Il ripristino era avvenuto poco dopo la nostra segnalazione – senza che questo significhi attribuirci direttamente il merito dell’intervento - ma la coincidenza temporale aveva fatto sperare molti residenti in una soluzione definitiva. Una speranza che, tuttavia, è durata pochissimo.
A qualche giorno dal nuovo passaggio dei tecnici, infatti, le strisce mostrano già crepe, bolle e lembi pronti a staccarsi, riproponendo lo stesso problema denunciato la prima volta.
«È scoraggiante - racconta una residente -. Hanno rifatto tutto e dopo qualche giorno è già come prima. Ci chiediamo che senso abbia intervenire se poi il risultato non dura neanche una settimana».
È vero: si tratta di un problema minore se confrontato con i cantieri infiniti che da mesi assediano la città, da via Lungo l’Affrico ad altre zone messe a dura prova da lavori prolungati. Tuttavia, il punto è proprio questo: se nemmeno gli interventi più semplici vengono eseguiti con cura, come si può pretendere fiducia nei cantieri più complessi e costosi?
La qualità percepita passa anche da questi dettagli: strisce pedonali che dovrebbero garantire sicurezza e decoro urbano, e che invece si sbriciolano dopo pochi giorni, trasmettono un’immagine di approssimazione difficile da ignorare.
Il timore dei residenti è che il problema sia strutturale: materiali non idonei, superficie stradale non preparata correttamente o tecniche applicate in modo frettoloso.
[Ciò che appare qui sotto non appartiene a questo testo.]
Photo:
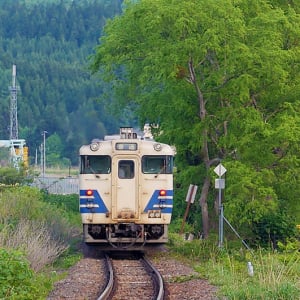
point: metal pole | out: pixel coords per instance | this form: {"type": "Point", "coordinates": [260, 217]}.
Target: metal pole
{"type": "Point", "coordinates": [44, 156]}
{"type": "Point", "coordinates": [220, 215]}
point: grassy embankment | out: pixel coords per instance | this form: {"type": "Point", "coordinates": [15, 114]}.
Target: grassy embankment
{"type": "Point", "coordinates": [38, 233]}
{"type": "Point", "coordinates": [275, 273]}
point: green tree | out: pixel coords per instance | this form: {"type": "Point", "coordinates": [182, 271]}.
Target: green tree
{"type": "Point", "coordinates": [217, 77]}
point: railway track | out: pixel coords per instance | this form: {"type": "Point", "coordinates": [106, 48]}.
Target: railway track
{"type": "Point", "coordinates": [132, 277]}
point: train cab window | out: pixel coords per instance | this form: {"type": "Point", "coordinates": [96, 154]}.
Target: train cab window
{"type": "Point", "coordinates": [154, 164]}
{"type": "Point", "coordinates": [95, 164]}
{"type": "Point", "coordinates": [126, 169]}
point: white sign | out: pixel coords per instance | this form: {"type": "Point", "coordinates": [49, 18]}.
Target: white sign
{"type": "Point", "coordinates": [191, 193]}
{"type": "Point", "coordinates": [220, 184]}
{"type": "Point", "coordinates": [220, 170]}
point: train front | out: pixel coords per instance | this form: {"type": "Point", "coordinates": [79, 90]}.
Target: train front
{"type": "Point", "coordinates": [126, 191]}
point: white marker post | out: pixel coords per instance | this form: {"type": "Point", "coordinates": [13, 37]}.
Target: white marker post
{"type": "Point", "coordinates": [220, 184]}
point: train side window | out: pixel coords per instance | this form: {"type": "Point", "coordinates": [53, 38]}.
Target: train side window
{"type": "Point", "coordinates": [126, 169]}
{"type": "Point", "coordinates": [155, 164]}
{"type": "Point", "coordinates": [95, 164]}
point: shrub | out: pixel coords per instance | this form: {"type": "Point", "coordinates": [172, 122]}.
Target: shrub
{"type": "Point", "coordinates": [41, 230]}
{"type": "Point", "coordinates": [16, 277]}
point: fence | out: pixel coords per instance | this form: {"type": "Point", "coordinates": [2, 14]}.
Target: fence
{"type": "Point", "coordinates": [57, 185]}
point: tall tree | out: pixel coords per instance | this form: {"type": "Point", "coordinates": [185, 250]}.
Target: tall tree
{"type": "Point", "coordinates": [204, 70]}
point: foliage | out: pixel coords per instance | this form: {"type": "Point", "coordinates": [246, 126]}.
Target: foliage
{"type": "Point", "coordinates": [49, 42]}
{"type": "Point", "coordinates": [275, 274]}
{"type": "Point", "coordinates": [12, 176]}
{"type": "Point", "coordinates": [31, 224]}
{"type": "Point", "coordinates": [17, 280]}
{"type": "Point", "coordinates": [221, 80]}
{"type": "Point", "coordinates": [41, 230]}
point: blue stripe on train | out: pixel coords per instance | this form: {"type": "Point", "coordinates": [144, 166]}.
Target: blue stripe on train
{"type": "Point", "coordinates": [91, 204]}
{"type": "Point", "coordinates": [95, 204]}
{"type": "Point", "coordinates": [157, 202]}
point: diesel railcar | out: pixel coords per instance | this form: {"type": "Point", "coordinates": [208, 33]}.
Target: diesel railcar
{"type": "Point", "coordinates": [126, 191]}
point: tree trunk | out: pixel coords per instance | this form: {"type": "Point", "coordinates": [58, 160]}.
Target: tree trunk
{"type": "Point", "coordinates": [204, 151]}
{"type": "Point", "coordinates": [204, 208]}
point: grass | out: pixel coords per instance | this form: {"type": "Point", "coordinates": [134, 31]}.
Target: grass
{"type": "Point", "coordinates": [276, 274]}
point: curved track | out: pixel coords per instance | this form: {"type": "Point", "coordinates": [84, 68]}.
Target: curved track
{"type": "Point", "coordinates": [132, 277]}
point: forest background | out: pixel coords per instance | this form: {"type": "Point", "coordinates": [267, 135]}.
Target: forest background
{"type": "Point", "coordinates": [50, 43]}
{"type": "Point", "coordinates": [221, 78]}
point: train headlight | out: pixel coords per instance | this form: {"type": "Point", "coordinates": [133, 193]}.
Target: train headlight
{"type": "Point", "coordinates": [89, 192]}
{"type": "Point", "coordinates": [157, 214]}
{"type": "Point", "coordinates": [94, 146]}
{"type": "Point", "coordinates": [157, 147]}
{"type": "Point", "coordinates": [154, 214]}
{"type": "Point", "coordinates": [162, 193]}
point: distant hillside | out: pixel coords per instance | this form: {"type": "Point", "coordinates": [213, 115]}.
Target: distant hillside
{"type": "Point", "coordinates": [50, 42]}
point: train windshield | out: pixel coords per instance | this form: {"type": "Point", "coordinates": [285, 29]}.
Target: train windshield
{"type": "Point", "coordinates": [95, 164]}
{"type": "Point", "coordinates": [157, 164]}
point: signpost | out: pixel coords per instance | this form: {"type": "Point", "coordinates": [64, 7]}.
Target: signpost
{"type": "Point", "coordinates": [220, 184]}
{"type": "Point", "coordinates": [190, 198]}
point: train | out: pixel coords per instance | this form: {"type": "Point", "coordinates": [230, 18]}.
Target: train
{"type": "Point", "coordinates": [126, 191]}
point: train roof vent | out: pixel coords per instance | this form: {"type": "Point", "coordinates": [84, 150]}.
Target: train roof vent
{"type": "Point", "coordinates": [127, 133]}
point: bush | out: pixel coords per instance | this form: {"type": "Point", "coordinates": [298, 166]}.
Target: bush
{"type": "Point", "coordinates": [39, 229]}
{"type": "Point", "coordinates": [16, 277]}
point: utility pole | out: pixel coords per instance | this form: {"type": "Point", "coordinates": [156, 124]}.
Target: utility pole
{"type": "Point", "coordinates": [220, 184]}
{"type": "Point", "coordinates": [14, 134]}
{"type": "Point", "coordinates": [44, 152]}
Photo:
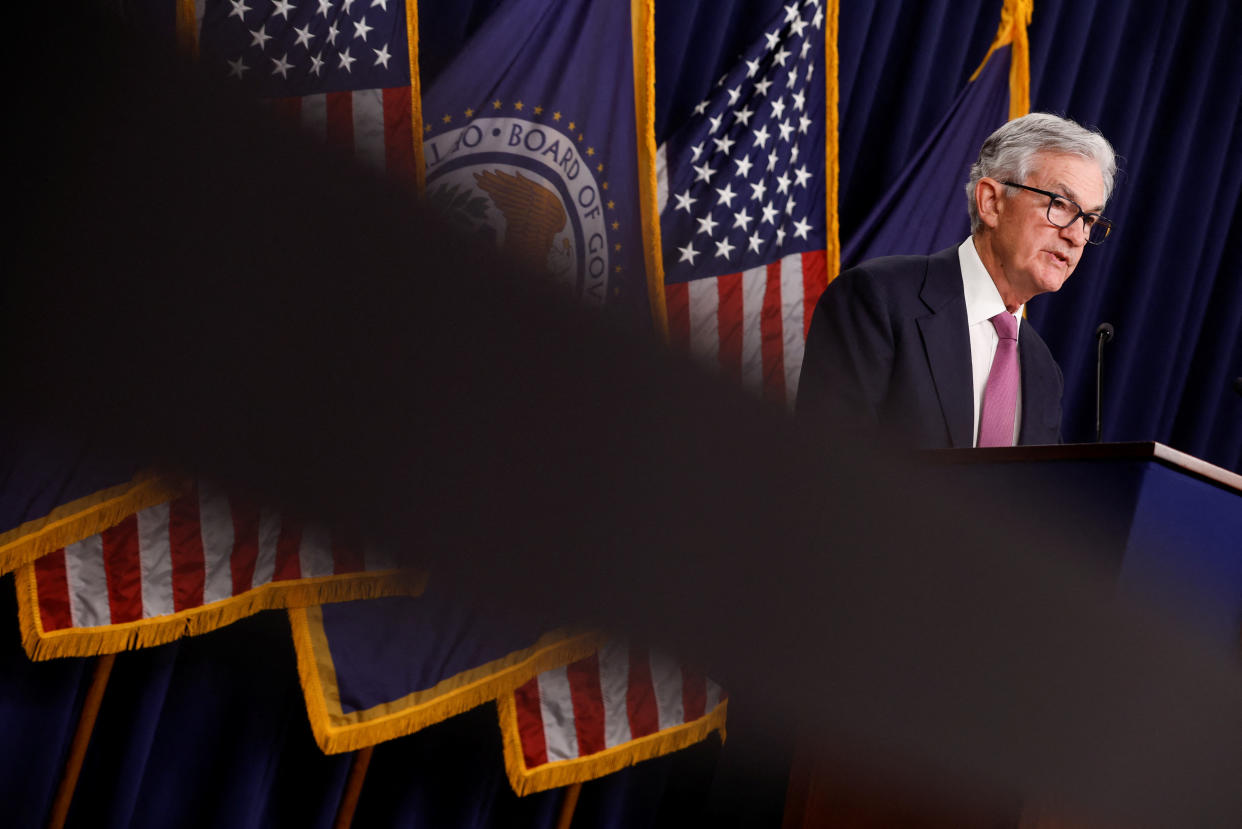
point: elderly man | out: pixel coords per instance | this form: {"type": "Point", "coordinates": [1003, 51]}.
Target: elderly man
{"type": "Point", "coordinates": [929, 351]}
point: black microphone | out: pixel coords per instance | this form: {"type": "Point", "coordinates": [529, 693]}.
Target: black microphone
{"type": "Point", "coordinates": [1103, 334]}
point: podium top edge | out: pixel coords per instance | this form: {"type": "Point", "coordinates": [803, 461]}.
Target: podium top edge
{"type": "Point", "coordinates": [1143, 450]}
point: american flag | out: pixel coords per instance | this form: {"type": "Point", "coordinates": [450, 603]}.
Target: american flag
{"type": "Point", "coordinates": [743, 209]}
{"type": "Point", "coordinates": [193, 552]}
{"type": "Point", "coordinates": [617, 706]}
{"type": "Point", "coordinates": [338, 67]}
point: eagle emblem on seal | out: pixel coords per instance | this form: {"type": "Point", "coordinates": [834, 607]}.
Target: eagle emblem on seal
{"type": "Point", "coordinates": [533, 218]}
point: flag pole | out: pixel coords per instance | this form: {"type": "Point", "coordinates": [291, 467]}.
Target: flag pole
{"type": "Point", "coordinates": [353, 787]}
{"type": "Point", "coordinates": [568, 806]}
{"type": "Point", "coordinates": [81, 740]}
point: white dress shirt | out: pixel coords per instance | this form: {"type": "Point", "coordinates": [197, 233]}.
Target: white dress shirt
{"type": "Point", "coordinates": [984, 302]}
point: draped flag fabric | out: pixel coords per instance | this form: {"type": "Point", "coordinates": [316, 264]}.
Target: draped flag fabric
{"type": "Point", "coordinates": [925, 209]}
{"type": "Point", "coordinates": [385, 668]}
{"type": "Point", "coordinates": [107, 558]}
{"type": "Point", "coordinates": [337, 67]}
{"type": "Point", "coordinates": [743, 205]}
{"type": "Point", "coordinates": [615, 707]}
{"type": "Point", "coordinates": [529, 142]}
{"type": "Point", "coordinates": [188, 564]}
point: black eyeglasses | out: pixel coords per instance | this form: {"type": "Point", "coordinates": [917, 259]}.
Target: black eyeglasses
{"type": "Point", "coordinates": [1063, 211]}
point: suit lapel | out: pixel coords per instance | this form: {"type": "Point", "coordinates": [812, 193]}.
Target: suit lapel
{"type": "Point", "coordinates": [948, 343]}
{"type": "Point", "coordinates": [1037, 393]}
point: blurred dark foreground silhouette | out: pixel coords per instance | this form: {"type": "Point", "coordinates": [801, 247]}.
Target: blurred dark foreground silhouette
{"type": "Point", "coordinates": [199, 288]}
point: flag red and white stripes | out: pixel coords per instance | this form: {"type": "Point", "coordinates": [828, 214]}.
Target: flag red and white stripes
{"type": "Point", "coordinates": [196, 549]}
{"type": "Point", "coordinates": [750, 325]}
{"type": "Point", "coordinates": [373, 124]}
{"type": "Point", "coordinates": [615, 696]}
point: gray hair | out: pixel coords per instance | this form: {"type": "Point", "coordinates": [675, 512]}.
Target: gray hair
{"type": "Point", "coordinates": [1009, 152]}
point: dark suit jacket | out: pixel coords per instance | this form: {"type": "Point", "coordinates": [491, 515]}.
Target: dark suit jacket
{"type": "Point", "coordinates": [888, 351]}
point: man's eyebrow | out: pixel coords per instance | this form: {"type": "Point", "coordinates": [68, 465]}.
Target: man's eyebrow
{"type": "Point", "coordinates": [1068, 192]}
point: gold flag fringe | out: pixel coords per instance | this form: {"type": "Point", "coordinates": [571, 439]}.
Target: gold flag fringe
{"type": "Point", "coordinates": [832, 141]}
{"type": "Point", "coordinates": [1015, 18]}
{"type": "Point", "coordinates": [580, 769]}
{"type": "Point", "coordinates": [337, 732]}
{"type": "Point", "coordinates": [159, 630]}
{"type": "Point", "coordinates": [85, 517]}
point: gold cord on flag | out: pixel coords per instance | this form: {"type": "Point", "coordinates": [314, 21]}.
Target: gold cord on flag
{"type": "Point", "coordinates": [642, 24]}
{"type": "Point", "coordinates": [186, 29]}
{"type": "Point", "coordinates": [832, 139]}
{"type": "Point", "coordinates": [411, 31]}
{"type": "Point", "coordinates": [1015, 18]}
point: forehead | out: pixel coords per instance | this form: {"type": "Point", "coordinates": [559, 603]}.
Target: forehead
{"type": "Point", "coordinates": [1073, 175]}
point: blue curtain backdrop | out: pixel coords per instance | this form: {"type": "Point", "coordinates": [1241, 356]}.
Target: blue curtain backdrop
{"type": "Point", "coordinates": [213, 731]}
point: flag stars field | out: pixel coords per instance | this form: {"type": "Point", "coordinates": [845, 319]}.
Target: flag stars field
{"type": "Point", "coordinates": [758, 119]}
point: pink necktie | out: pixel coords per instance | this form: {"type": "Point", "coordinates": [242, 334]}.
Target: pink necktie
{"type": "Point", "coordinates": [1000, 397]}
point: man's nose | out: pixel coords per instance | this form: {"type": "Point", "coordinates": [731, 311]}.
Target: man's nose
{"type": "Point", "coordinates": [1076, 231]}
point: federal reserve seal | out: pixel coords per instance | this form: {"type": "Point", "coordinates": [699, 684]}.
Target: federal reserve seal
{"type": "Point", "coordinates": [528, 187]}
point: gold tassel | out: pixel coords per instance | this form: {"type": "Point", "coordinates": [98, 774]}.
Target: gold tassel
{"type": "Point", "coordinates": [1015, 18]}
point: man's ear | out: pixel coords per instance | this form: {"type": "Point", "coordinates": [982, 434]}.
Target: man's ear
{"type": "Point", "coordinates": [989, 199]}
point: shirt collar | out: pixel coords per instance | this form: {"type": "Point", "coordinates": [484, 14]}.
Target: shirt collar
{"type": "Point", "coordinates": [983, 300]}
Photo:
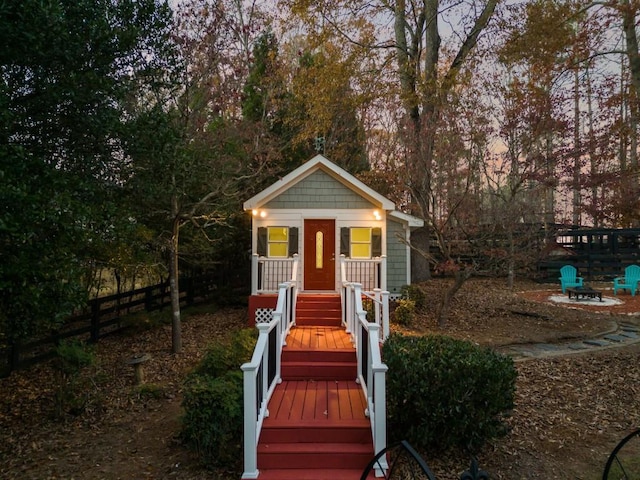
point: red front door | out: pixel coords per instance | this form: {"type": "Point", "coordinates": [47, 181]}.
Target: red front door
{"type": "Point", "coordinates": [319, 255]}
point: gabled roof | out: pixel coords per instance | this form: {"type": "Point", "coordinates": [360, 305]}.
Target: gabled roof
{"type": "Point", "coordinates": [318, 163]}
{"type": "Point", "coordinates": [410, 220]}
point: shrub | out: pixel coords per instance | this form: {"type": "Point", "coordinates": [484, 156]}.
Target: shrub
{"type": "Point", "coordinates": [443, 392]}
{"type": "Point", "coordinates": [228, 355]}
{"type": "Point", "coordinates": [71, 358]}
{"type": "Point", "coordinates": [405, 312]}
{"type": "Point", "coordinates": [213, 402]}
{"type": "Point", "coordinates": [415, 293]}
{"type": "Point", "coordinates": [213, 420]}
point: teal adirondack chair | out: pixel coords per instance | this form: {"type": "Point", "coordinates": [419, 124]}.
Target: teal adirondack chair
{"type": "Point", "coordinates": [629, 281]}
{"type": "Point", "coordinates": [569, 278]}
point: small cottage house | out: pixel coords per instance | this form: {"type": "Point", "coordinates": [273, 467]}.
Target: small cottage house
{"type": "Point", "coordinates": [328, 226]}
Qualunque sia la causa, il risultato non cambia: due interventi, stesso esito negativo.
Nel frattempo, i pedoni continuano ad attraversare tra residui di vernice e tratti sdrucciolevoli, mentre la domanda rimane sospesa: quanto durerà questa volta?
Noi di Firenzedintorni.it continueremo a monitorare la situazione, perché anche le piccole cose - quando fatte male - finiscono per raccontare molto della qualità di ciò che dovrebbe essere fatto in grande.